So I guess it's only fitting that I write a tribute to them. And on that note, I find myself caught in mixed emotions.

I was the first grandchild. The oldest. Well, at least until we found out about my half-brother, the charmer of the family, and then it was like fruit-basket turnover. But before that I was the oldest. I coined the names "Grandmama" (which got changed to "Gamma" when my next cousin couldn't pronounce the whole thing) and "Pop Tom." I think the best word to describe my relationship with my paternal grandparents is...complicated. My father, their oldest son of five children, died when I was just 18 months old. He apparently was the only person who could ever charm his way around their Southern Aristocratic Gentility (except for my brother, see comment above). I, on the other hand, never seemed to be enough for them. Not petite enough, not feminine enough, not demure enough, not polite enough, not Southern-Belle-ish enough. Just not enough. This, of course, is an accusation they would categorically deny, but that doesn't make it less real to me. And I can honestly say, after almost 35 years of vying for their approval, and receiving it only when I accomplish a "thing," never just for being the awesome person I am, I am tired. I'm tired of having to "adjust" to their version of love, especially when I am surrounded by easy, free, unconditional love. I wish things could've been different.

On the other hand, I find myself reveling in nostalgia anyway. Pop Tom taught me to play Rummy at age 4, and he never went easy on me. To this day I've never met another person who plays Rummy the way he does -- in that all-or-nothing, have-to-be-an-expert-at-remembering-cards way. But I loved it. Still do. And I loved the homemade peanut butter/black walnut milkshakes that went with those late night games. He also taught me to swim like the champion college swimmer (U of Oregon -- Go Ducks!) he was. And when my cousin Rusti, who was like a sister to me, came along, he taught her too. And we spent so many hours down at the Liberty Bell pool in Pine Mountain, GA, diving for pennies and racing from end to end -- his "little guppies." He tried to teach me golf, a love second only to Gamma, but it wasn't my cup of tea. But I still have great memories of riding the greens with him, Classic Coke (in a glass bottle) in my hand, and getting out to putt. And I'm pretty sure I get my love of crossword puzzles from him, although I still can't finish a New York Times (which he did every day) on my own.

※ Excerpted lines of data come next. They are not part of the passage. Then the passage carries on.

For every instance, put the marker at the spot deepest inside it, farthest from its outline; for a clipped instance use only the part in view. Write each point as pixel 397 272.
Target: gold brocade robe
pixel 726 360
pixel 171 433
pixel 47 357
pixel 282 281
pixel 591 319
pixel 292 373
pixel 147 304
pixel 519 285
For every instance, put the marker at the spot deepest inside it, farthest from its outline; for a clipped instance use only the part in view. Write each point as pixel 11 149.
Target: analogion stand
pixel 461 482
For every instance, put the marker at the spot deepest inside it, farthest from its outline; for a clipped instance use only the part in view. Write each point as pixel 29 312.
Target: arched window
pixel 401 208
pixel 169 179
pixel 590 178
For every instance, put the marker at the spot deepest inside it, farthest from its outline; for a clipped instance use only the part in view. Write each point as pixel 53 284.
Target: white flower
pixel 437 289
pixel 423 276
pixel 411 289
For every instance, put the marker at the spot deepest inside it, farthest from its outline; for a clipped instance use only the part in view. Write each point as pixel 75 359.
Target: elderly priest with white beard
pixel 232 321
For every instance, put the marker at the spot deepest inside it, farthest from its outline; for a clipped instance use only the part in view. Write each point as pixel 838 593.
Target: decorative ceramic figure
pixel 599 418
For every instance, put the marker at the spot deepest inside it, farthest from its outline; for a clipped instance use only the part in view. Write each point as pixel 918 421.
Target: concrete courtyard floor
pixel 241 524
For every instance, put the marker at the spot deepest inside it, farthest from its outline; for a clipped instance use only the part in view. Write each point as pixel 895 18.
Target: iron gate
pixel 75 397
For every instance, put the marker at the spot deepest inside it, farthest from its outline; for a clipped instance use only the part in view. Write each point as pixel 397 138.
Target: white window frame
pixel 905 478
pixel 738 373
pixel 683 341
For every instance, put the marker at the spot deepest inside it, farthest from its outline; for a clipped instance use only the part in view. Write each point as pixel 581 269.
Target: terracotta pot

Fond memories of Gamma are harder to come by. She was a brilliant painter (oil, acrylic, watercolor), and I always wanted to learn to paint, but whenever I asked her to teach me, she would wave me off and tell me I had to learn about perspective first (apparently from someone else). She was always hardest on me about my weight, my appearance, my lack of Emily-Post-ness. But then to others she would say how proud she was of me and my accomplishments. I still wonder if she was actually proud...and if she would've been proud if I'd never accomplished anything, if I'd just been...me. But there is one thing: her vanilla cupcakes with homemade vanilla frosting. She always made them for me when I was there, regardless of special occasion or not. Granted, she mocked them the whole time, always saying, "these silly things? They're just cupcakes for Heaven's sake! Just regular old cupcakes with 7-minute frosting." But she always made them for me. And I loved them.

In the final analysis, the most difficult thing about our relationship --the most perplexing, the most complicated -- turns out to be the simplest: I love them. Fiercely. And no matter how much water passes under the bridge, that will be the rock that remains.